One of the most repeated lines from Percy Shelley’s “Ode to The West Wind” is its final optimistic assertion: ‘if winter comes, can spring be far behind?’ But the first lines of the poem describe the West wind as the “breath of autumn’s being” that carries “pestilence-stricken multitudes” to their graves. Once Spring and summer are over, the less salubrious seasons kick in. The length of that period of strife is fixed in nature — not in the politics of nations. Hence, the Arab autumn promises to be a season of self-discovery among the Arabs.

Published in The Express Tribune, July 13th, 2012.

COMMENTS (2)

Spud | 12 years ago | Reply

The writer is right in wondering about the Arab autumn. Spring brings with it greenery and scent of flowers everywhere the winter on the other hand deprives the earth of that and brings on hardships. The fact that Morsi was elected by the majority does not hide the fact that behind him are radical Islamist who have the reputation of strong arm tactics. Look at Mali where in the North Islamists are destroying hundreds of years old mosques and other monuments that are world heritage sites because suddenly they do not fit into their thinking. In Pakistan only the other day Ahamadiyaa Mosques had its minarets destroyed and Koranic verses deleted from the walls of their mosques. The Pakistan Government has decided who has the right to practice Islam and who has not. Egyptian minorities have much to fear from Islamic brotherhood as is the case in all Muslim world. All eyes are on Egypt where the Muslim Brotherhood has to show that it is really inclusive. So far Morsi has only mouthed good words but can he follow through is the question. For the sake of the world I hope he can and include copts and other minorities in his cabinet and give them important posts.

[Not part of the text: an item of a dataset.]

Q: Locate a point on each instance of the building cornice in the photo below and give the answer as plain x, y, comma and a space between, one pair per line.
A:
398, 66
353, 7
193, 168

BlackJack | 12 years ago | Reply

The entire article appears contrived to convey the author's poetic thoughts on the seasons in the context of regime changes in the last 18 months and is not founded on fact. 1. But the concept of nationalism has the lasting, cyclical nature of ‘climate’ — and it doesn’t take very kindly to tinkering. Arab nationalism (primary assumption in this metaphor) was not the reason for the 'Spring' revolutions - it was a contagion of civil discontent with despotic and corrupt regimes that coincidentally spread in nations that were ethnically Arab. Thus Mali or any other nation experiencing turbulence would not get classified under this heading. 2. President Morsi and his party won Egypt’s first democratic election fair and square. Morsi won the elections in Egypt by winning around 51% some 29 mn votes in a country with a population of 58 mn. This in no way indicates a majority, but clearly underscores the Brotherhood's organizational skills and its ability to weave a coherent narrative that appealed to people who were worried about the continued rule by the SCAF. Despite clearly being part of the old guard, Ahmed Shafik won 48% of the vote which shows that there is a strong feeling against the Brotherhood as well. 3. Military action was short and sharp but has had consequences in a much larger swathe of land than intended. This appears based on some privileged information that the masses have not had access to. Libya has a lower population than Tunisia despite its size.Once the West began supporting the Libyan revolutionaries, the objective was to protect them, and then to overthrow Gaddafi, which was a painfully long drawn-out process with no unexpected windfall as indicated.